Monday, June 15, 2009

Camping Style - Creme Fraiche Roasted Salmon

Being a Northern California Native and an Oregon Transplant, admitting that you came to the camping game late in life can be a little tough. It's an activity that tends to come with the region (like New York and bagels) and having limited skill and experience with it can make you feel a bit embarrassed. People are always baffled when I say that my family didn't camp.

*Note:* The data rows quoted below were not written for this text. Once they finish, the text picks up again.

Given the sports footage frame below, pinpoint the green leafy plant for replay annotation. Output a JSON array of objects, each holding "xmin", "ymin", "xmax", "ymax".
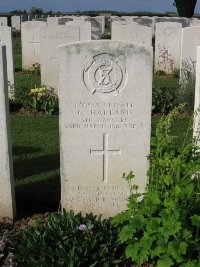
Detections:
[
  {"xmin": 112, "ymin": 107, "xmax": 200, "ymax": 267},
  {"xmin": 101, "ymin": 31, "xmax": 111, "ymax": 39},
  {"xmin": 15, "ymin": 211, "xmax": 124, "ymax": 267},
  {"xmin": 152, "ymin": 81, "xmax": 179, "ymax": 114},
  {"xmin": 24, "ymin": 86, "xmax": 58, "ymax": 115},
  {"xmin": 178, "ymin": 59, "xmax": 196, "ymax": 114},
  {"xmin": 0, "ymin": 222, "xmax": 18, "ymax": 266},
  {"xmin": 23, "ymin": 63, "xmax": 40, "ymax": 76}
]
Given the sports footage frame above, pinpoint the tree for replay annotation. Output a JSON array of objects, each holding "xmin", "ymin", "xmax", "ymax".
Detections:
[{"xmin": 173, "ymin": 0, "xmax": 197, "ymax": 18}]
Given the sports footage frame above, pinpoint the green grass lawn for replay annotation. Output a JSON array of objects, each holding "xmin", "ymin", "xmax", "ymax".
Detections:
[
  {"xmin": 11, "ymin": 116, "xmax": 60, "ymax": 219},
  {"xmin": 11, "ymin": 115, "xmax": 192, "ymax": 217},
  {"xmin": 11, "ymin": 38, "xmax": 193, "ymax": 216}
]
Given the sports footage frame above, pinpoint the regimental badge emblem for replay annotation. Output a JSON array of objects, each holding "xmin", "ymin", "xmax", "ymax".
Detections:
[{"xmin": 83, "ymin": 52, "xmax": 127, "ymax": 97}]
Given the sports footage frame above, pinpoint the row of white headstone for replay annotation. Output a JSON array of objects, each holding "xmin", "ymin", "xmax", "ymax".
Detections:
[
  {"xmin": 0, "ymin": 18, "xmax": 200, "ymax": 99},
  {"xmin": 0, "ymin": 40, "xmax": 200, "ymax": 223},
  {"xmin": 9, "ymin": 14, "xmax": 200, "ymax": 33},
  {"xmin": 112, "ymin": 21, "xmax": 200, "ymax": 74},
  {"xmin": 22, "ymin": 18, "xmax": 200, "ymax": 93}
]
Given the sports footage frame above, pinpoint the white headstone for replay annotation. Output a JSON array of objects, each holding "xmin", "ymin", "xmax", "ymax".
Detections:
[
  {"xmin": 190, "ymin": 18, "xmax": 200, "ymax": 27},
  {"xmin": 155, "ymin": 17, "xmax": 190, "ymax": 28},
  {"xmin": 0, "ymin": 45, "xmax": 15, "ymax": 221},
  {"xmin": 88, "ymin": 16, "xmax": 105, "ymax": 40},
  {"xmin": 11, "ymin": 16, "xmax": 21, "ymax": 31},
  {"xmin": 40, "ymin": 25, "xmax": 80, "ymax": 93},
  {"xmin": 155, "ymin": 22, "xmax": 182, "ymax": 74},
  {"xmin": 47, "ymin": 17, "xmax": 73, "ymax": 27},
  {"xmin": 180, "ymin": 26, "xmax": 200, "ymax": 81},
  {"xmin": 58, "ymin": 40, "xmax": 153, "ymax": 217},
  {"xmin": 0, "ymin": 26, "xmax": 15, "ymax": 98},
  {"xmin": 28, "ymin": 14, "xmax": 35, "ymax": 21},
  {"xmin": 111, "ymin": 22, "xmax": 152, "ymax": 46},
  {"xmin": 65, "ymin": 20, "xmax": 92, "ymax": 41},
  {"xmin": 0, "ymin": 17, "xmax": 8, "ymax": 26},
  {"xmin": 21, "ymin": 14, "xmax": 28, "ymax": 22},
  {"xmin": 21, "ymin": 21, "xmax": 46, "ymax": 69}
]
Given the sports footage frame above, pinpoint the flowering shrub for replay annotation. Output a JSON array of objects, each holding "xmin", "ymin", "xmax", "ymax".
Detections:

And to be fair, I'm sure they did at some point. But having two older sisters ahead of me, I think that by the time it was my turn to be lugged along with the tents and sleeping bags, my parents were much more inclined to stay in a well-equipped cabin or house. I don't blame them. I also think it might have had something to do with the fact that I was something of a homebody as a child. Constantly outside, but always in the forts and familiar trails of the forest and land close to home. Come to think of it, what I did back then was pretty similar to camping. Just bringing a few of the necessary indoor items to the great outdoors really.

These days those items include coffee, sleeping bag and mat and plenty of thing to roast over an open fire. We "roughed" it this weekend in the Anderson Valley of Mendocino County, wine tasting at Navarro, beer sampling at Anderson Valley Brewing Co. and plenty of grilled vegetables, sausages and s'more fixings over the fire, and I have no complaints. Exactly what some weekends of camping should be. Your totally basic camping food and fare.

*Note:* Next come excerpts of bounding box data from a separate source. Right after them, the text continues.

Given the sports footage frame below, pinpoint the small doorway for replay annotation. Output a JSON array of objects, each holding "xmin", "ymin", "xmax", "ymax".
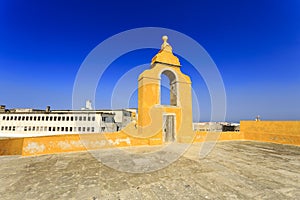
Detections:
[{"xmin": 163, "ymin": 114, "xmax": 175, "ymax": 142}]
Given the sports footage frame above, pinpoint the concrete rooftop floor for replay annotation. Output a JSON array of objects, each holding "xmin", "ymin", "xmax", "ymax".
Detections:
[{"xmin": 0, "ymin": 141, "xmax": 300, "ymax": 200}]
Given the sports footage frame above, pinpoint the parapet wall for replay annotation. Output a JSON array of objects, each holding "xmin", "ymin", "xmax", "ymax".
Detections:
[
  {"xmin": 0, "ymin": 121, "xmax": 300, "ymax": 156},
  {"xmin": 240, "ymin": 121, "xmax": 300, "ymax": 145}
]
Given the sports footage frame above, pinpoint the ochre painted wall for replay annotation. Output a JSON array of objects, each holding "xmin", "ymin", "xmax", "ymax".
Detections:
[
  {"xmin": 240, "ymin": 121, "xmax": 300, "ymax": 145},
  {"xmin": 0, "ymin": 138, "xmax": 23, "ymax": 155},
  {"xmin": 0, "ymin": 121, "xmax": 300, "ymax": 156}
]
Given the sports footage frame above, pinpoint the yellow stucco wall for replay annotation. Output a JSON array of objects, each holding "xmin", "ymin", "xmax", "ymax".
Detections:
[
  {"xmin": 240, "ymin": 121, "xmax": 300, "ymax": 145},
  {"xmin": 0, "ymin": 138, "xmax": 23, "ymax": 155},
  {"xmin": 0, "ymin": 121, "xmax": 300, "ymax": 156}
]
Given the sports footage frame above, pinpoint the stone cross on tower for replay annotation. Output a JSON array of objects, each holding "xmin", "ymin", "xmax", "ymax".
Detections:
[{"xmin": 161, "ymin": 35, "xmax": 172, "ymax": 52}]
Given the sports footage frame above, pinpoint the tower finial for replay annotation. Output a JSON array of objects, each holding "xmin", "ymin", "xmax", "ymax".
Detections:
[{"xmin": 161, "ymin": 35, "xmax": 172, "ymax": 52}]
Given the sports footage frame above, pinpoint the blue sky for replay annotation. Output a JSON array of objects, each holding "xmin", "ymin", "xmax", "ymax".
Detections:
[{"xmin": 0, "ymin": 0, "xmax": 300, "ymax": 121}]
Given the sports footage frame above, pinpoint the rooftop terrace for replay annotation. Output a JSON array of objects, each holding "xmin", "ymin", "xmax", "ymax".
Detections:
[{"xmin": 0, "ymin": 141, "xmax": 300, "ymax": 200}]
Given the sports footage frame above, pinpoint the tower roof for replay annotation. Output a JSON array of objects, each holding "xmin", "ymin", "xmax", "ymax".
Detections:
[{"xmin": 151, "ymin": 35, "xmax": 180, "ymax": 66}]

But next time I'm going to kick it up a notch. I plan to roast all manner of foods over the next campfire I encounter. Grilled bread with smashed avocado and tomato spread, grilled peaches and figs wrapped in pancetta, and salmon cooked over the coals in foil. Here's the salmon recipe I plan to adapt. My first attempt was done at home in the oven, but I think it's the perfect recipe for gourmet camping. So easy. Just make sure the cooler is packed with ice, and eat on the first night.

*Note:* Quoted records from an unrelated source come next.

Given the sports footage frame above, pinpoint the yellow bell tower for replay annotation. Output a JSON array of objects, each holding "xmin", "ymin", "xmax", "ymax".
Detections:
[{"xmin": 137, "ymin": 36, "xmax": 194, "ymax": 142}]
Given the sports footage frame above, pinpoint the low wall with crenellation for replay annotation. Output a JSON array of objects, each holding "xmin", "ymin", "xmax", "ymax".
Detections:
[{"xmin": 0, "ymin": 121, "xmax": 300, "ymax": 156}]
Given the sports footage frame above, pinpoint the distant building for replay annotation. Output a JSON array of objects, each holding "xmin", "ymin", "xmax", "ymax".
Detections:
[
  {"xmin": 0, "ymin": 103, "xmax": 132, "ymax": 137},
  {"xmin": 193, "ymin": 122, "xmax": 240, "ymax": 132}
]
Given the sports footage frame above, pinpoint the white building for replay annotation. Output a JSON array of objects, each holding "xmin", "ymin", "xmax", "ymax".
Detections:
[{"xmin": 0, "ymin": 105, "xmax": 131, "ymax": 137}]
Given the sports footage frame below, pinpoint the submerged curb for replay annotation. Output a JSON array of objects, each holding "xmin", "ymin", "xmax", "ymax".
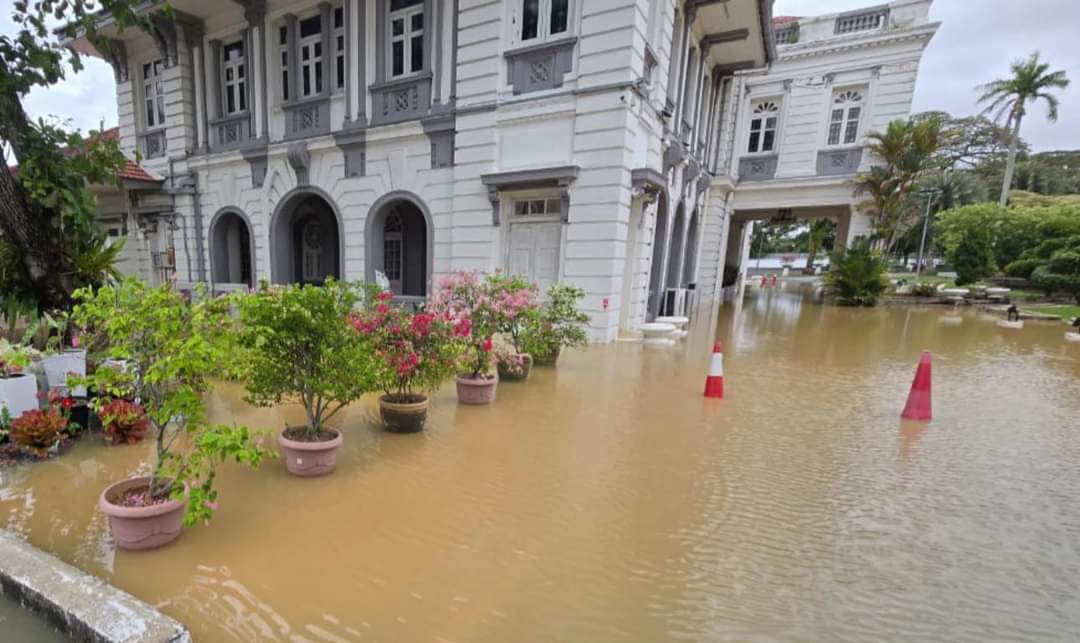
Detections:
[{"xmin": 0, "ymin": 530, "xmax": 191, "ymax": 643}]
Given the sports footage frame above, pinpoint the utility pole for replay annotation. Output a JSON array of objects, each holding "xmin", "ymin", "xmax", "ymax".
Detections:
[{"xmin": 915, "ymin": 188, "xmax": 942, "ymax": 283}]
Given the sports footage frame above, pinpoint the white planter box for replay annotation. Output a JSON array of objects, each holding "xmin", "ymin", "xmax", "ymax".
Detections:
[
  {"xmin": 0, "ymin": 373, "xmax": 40, "ymax": 419},
  {"xmin": 41, "ymin": 348, "xmax": 86, "ymax": 398}
]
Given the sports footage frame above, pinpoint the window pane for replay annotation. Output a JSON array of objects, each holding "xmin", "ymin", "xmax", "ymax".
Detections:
[
  {"xmin": 300, "ymin": 15, "xmax": 323, "ymax": 38},
  {"xmin": 551, "ymin": 0, "xmax": 570, "ymax": 34},
  {"xmin": 390, "ymin": 40, "xmax": 405, "ymax": 76},
  {"xmin": 761, "ymin": 130, "xmax": 777, "ymax": 151},
  {"xmin": 522, "ymin": 0, "xmax": 540, "ymax": 40},
  {"xmin": 409, "ymin": 36, "xmax": 423, "ymax": 71}
]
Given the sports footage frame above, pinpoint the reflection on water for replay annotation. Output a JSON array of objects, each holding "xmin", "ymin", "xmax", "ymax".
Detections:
[{"xmin": 0, "ymin": 289, "xmax": 1080, "ymax": 642}]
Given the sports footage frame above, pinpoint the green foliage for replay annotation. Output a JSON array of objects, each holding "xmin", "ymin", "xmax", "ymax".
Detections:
[
  {"xmin": 521, "ymin": 283, "xmax": 590, "ymax": 359},
  {"xmin": 73, "ymin": 278, "xmax": 267, "ymax": 525},
  {"xmin": 230, "ymin": 279, "xmax": 380, "ymax": 434},
  {"xmin": 948, "ymin": 227, "xmax": 995, "ymax": 285},
  {"xmin": 824, "ymin": 239, "xmax": 889, "ymax": 306}
]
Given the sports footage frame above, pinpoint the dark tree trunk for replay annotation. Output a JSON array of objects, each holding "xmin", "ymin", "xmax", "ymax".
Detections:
[{"xmin": 0, "ymin": 68, "xmax": 73, "ymax": 310}]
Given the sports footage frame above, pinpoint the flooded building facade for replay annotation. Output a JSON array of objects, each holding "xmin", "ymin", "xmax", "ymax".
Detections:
[{"xmin": 706, "ymin": 0, "xmax": 939, "ymax": 294}]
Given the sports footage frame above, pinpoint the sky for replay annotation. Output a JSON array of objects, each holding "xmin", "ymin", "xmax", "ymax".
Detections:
[{"xmin": 6, "ymin": 0, "xmax": 1080, "ymax": 151}]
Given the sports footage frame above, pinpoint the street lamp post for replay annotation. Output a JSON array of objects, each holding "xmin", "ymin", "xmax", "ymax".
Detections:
[{"xmin": 915, "ymin": 188, "xmax": 941, "ymax": 283}]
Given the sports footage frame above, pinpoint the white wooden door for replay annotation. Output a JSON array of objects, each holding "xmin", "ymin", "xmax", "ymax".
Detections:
[{"xmin": 507, "ymin": 222, "xmax": 563, "ymax": 293}]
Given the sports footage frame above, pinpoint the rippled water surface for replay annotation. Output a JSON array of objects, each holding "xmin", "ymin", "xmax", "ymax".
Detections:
[{"xmin": 0, "ymin": 290, "xmax": 1080, "ymax": 642}]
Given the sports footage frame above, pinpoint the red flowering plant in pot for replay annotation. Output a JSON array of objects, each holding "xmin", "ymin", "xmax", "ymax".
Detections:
[
  {"xmin": 75, "ymin": 278, "xmax": 268, "ymax": 549},
  {"xmin": 350, "ymin": 291, "xmax": 462, "ymax": 433},
  {"xmin": 431, "ymin": 271, "xmax": 505, "ymax": 404}
]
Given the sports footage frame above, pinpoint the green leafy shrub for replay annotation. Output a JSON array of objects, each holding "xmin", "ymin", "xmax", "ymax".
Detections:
[
  {"xmin": 73, "ymin": 278, "xmax": 268, "ymax": 526},
  {"xmin": 231, "ymin": 279, "xmax": 380, "ymax": 438},
  {"xmin": 824, "ymin": 239, "xmax": 889, "ymax": 306}
]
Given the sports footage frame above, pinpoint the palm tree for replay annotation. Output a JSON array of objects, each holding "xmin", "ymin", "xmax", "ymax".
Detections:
[{"xmin": 976, "ymin": 52, "xmax": 1069, "ymax": 207}]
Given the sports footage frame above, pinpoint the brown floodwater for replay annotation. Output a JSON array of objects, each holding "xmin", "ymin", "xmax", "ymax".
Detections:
[{"xmin": 0, "ymin": 285, "xmax": 1080, "ymax": 642}]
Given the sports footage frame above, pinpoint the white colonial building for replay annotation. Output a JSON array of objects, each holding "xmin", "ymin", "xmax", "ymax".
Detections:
[{"xmin": 75, "ymin": 0, "xmax": 933, "ymax": 341}]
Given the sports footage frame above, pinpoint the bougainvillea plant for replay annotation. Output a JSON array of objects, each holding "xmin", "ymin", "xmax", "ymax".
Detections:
[
  {"xmin": 349, "ymin": 291, "xmax": 462, "ymax": 402},
  {"xmin": 73, "ymin": 278, "xmax": 269, "ymax": 526},
  {"xmin": 97, "ymin": 399, "xmax": 150, "ymax": 444}
]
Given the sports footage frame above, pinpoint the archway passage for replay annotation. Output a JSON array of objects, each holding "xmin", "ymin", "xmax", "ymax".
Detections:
[
  {"xmin": 271, "ymin": 193, "xmax": 341, "ymax": 284},
  {"xmin": 210, "ymin": 212, "xmax": 255, "ymax": 286},
  {"xmin": 367, "ymin": 198, "xmax": 431, "ymax": 297}
]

Creme Fraiche Roasted Salmon
adapted from Bon Appetit Magazine, June 2009
serves 4-6

1 2lb center cut wild salmon fillet with skin, about 1 1/4 inches thick (it pays to buy the best salmon possible for this recipe. Make sure it's fresh)
1/4 cup creme fraiche
salt and freshly ground pepper

Preheat the oven to 425. Line a rimmed baking sheet with foil. Season the salmon with salt and pepper on the baking sheet. Spread the creme fraiche generously over the salmon. Roast the fish in the oven until it is opaque in the center, about 12-14 minutes. Transfer to a plate and serve hot.